Liquidity and Capital Resources

         Since inception, the Company has received capital for operations and
development from private investors in the Company's securities, issuance of
private party debt, loans from stockholders and financing from factors as well
as revenues from operations. Through July 31, 1996, revenues from operations
have been insufficient to satisfy operating expenses, product development and
legal costs. The Company, therefore has been dependent on private placement of
securities and loans from private investors and stockholders.

         There are no assurances that private capital will continue to be
available or that revenues from operations will increase to meet the Company's
cash needs, particularly as these needs relate to funding manufacturing costs
and advertising campaigns and the development of new products which the Company
believes represents its most significant long-term growth opportunities.

         As shown in the accompanying financial statements, the Company has
incurred net losses from inception to July 31, 1996 of $6,168,346 including a
net loss of $163,038 during the six months ended July 31, 1996.

         Management devoted considerable effort during the first half of 1996
towards (i) obtaining additional equity financing (ii) settlement of remaining
litigation matters (iii) building adequate product inventories and (iiii)
rebuilding its marketing campaign and customer/broker relationships. Newspaper
advertising commenced in major markets in July 1996 and was supported by radio
advertising commencing in August 1996.

         The Company introduced an appetite suppressant and a chromium based
dietary supplement in December, 1995 and a phytosterol based dietary supplement
in October 1996. Additional new health and beauty aid category products are
scheduled for introduction in fiscal 1998.

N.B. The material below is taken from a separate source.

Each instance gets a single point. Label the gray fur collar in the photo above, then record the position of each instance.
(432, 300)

         In May 1995, the Company issued 275,000 shares of common stock to a
consultant for services and cash consideration of $55,000.

         The Company retired 2,000,000 shares of common stock previously held by
an officer and stockholder of the Company as partial consideration for a loan by
the Company to that officer.

         In May 1995, the Company issued 100,000 shares of restricted common
stock to IMT as consideration for past due royalties and interest in the amount
of $217,243.

         In January 1996, the Company issued 225,000 shares of common stock to a
consultant, for services which were subsequently terminated.

         During the twelve months ended January 31, 1996, the Company issued an
aggregate of 172,500 shares of common stock for other services.



                                       29

<PAGE>   30

         During the twelve months ended January 31, 1996, the Company completed
private placements for an aggregate of 735,000 shares of restricted common stock
for cash consideration of $952,500.

         During the twelve months ended January 31, 1996, the Company issued an
aggregate of 1,267,500 shares of restricted Company stock as consideration for
approximately $4,135,000 of advertising. In April 1996, the Company reached a
settlement of certain advertising litigation which resulted in return and
retirement of 640,000 of these previously issued shares.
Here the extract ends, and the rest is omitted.